#echoes: Cream

novembre 7th, 2016 | by Antony Bidzogo
#echoes: Cream
Musica

Un genere che da sempre riesce a colpirmi e sorprendermi ogni volta per la sua potenza espressiva è il blues. Coinvolgente. Irrazionale. A tratti struggente. Questo è il blues, un genere che ha influenzato un’infinita schiera di artisti, i quali hanno saputo, ognuno a suo modo, crearne diversi revival, soprattutto dagli anni 60’ in poi.
Dopo l’ondata rock n’roll che aveva dominato la scena negli anni ’50, nel decennio successivo fecero la loro apparizione giovani ragazzi (soprattutto in Inghilterra) cresciuti ascoltando artisti blues americani come Howlin’ Wolf, Robert Johnson, Muddy Waters o John Lee Hooker, i quali crearono le basi per il blues-rock e l’hard-rock come quello dei Led Zeppelin o dei Black Sabbath.

Nell’Inghilterra degli anni ’60 gruppi come i Rolling Stones, The Kinks stravolsero inesorabilmente la scena musicale inglese e poi internazionale. Era nato il rock come lo conosciamo oggi. E tra tutti i gruppi che hanno incarnato questo cambiamento, non si possono dimenticare i Cream. Uno dei primi supergruppi rock formato da Eric Clapton (soprannominato Slowhand) con trascorsi nei celebri Yardbirds e nei Bluesbreakers di John Mayall, Peter (detto Ginger) Baker il quale aveva già suonato con artisti del calibro di Fela Kuti e insieme a loro Jack Bruce.
Furono come un “ Velo di Maya” per una miriade di artisti in giro per il mondo, tra i quali un certo Jimi Hendrix, il quale ha più volte ammesso che la sua band, i The Experience, era stata formata sull’onda del furore scatenato dal trio inglese.

Debuttarono con Fresh Cream nel 1966, un album composto essenzialmente da cover di vecchi pezzi riproposti con la potenza dei suoni elettrificati. L’innovazione stava nelle fragorose distorsioni di Clapton, create grazie al cosiddetto effetto wah-wah, che segnarono un nuovo modo di suonare la chitarra elettrica, indicando un diverso territorio in cui esprimere il proprio virtuosismo; territorio sul quale eserciterà totale dominio Jimi Hendrix.

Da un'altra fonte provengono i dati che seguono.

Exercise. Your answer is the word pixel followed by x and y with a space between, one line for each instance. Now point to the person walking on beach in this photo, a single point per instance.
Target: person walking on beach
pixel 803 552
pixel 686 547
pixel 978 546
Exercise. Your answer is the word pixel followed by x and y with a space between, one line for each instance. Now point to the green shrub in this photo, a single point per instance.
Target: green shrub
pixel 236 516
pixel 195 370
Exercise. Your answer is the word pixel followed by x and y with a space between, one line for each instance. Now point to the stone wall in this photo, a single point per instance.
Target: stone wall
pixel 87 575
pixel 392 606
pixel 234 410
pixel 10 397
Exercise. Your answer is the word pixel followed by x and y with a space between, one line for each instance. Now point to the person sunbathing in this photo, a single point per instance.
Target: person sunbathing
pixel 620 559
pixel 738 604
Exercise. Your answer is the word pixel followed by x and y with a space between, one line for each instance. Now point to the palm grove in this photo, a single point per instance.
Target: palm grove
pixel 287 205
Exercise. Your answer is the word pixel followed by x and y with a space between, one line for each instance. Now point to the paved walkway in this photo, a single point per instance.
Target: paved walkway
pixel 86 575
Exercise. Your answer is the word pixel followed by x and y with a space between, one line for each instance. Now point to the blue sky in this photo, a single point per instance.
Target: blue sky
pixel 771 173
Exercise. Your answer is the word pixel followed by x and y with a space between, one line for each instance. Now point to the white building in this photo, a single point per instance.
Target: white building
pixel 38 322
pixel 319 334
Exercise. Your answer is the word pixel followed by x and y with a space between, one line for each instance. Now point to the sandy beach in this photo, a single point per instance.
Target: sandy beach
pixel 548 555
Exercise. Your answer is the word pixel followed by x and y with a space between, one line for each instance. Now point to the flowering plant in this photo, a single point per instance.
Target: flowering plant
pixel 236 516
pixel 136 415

Ma fu con il secondo album, che è poi l’album che voglio consigliarvi oggi, che i Cream raggiunsero l’apice, una delle pietre miliari della musica rock degli anni ’60. Sto parlando di Disraeli Gears.
Con questo disco trovarono un propria direzione compositiva liberandosi dall’ingombro delle cover che dominavano il disco precedente. In questo modo i tre, pur mantenendo i legami strutturali col blues, furono liberi di inoltrarsi stilisticamente verso l’hard-rock e la musica psichedelica, scongiurando così il pericolo che la loro musica restasse semplicemente un banale, seppur gradevole, revival.

Il disco parte da Strange Brew, brano dal gusto pop dominato dalla batteria sorniona di Baker e dagli assolo sfuggenti di Clapton. Quanto a Bruce, è spesso considerato tra i migliori bassisti di sempre: il suo ruolo non è quello di semplice portatore di ritmo, ma quello di arguto tessitore di linee-guida armoniche per gli assalti di Baker e Clapton. Ne è la prova la successiva Sunshine Of Your Love, il loro capolavoro, con Bruce che si distingue anche per la prestazione vocale. Clapton e Baker fanno il resto: il primo con uno dei suoi assolo più memorabili e il secondo con il suo stile crudo, ma pulito.
E da lì il disco è un’esplosiva successione di psichedelica, continui riferimenti al blues e, al rock che in quel momento stava spopolando, palesi soprattutto in brani come Swlabr o Dance The Night Away. Da non dimenticare tracce come World Of Pain o Outside Woman Blues, splendidi esempi dell’incredibile talento del gruppo.
L’impareggiabile sound della chitarra di Clapton, il cavalcante e deciso incalzare della batteria di Baker e la straordinaria ecletticità del basso di Bruce, si intrecciarono perfettamente in questo disco. Ma la competizione che era presente fra i tre, le invidie reciproche e le ambizioni, portarono il gruppo a sciogliersi due anni dopo. Oramai, però, la strada era stata segnata, e i Cream erano indissolubilmente entrati a far parte dell’olimpo della musica rock.

Come al solito spero gradirete la mia umile proposta e vi auguro un buon ascolto. Alla prossima!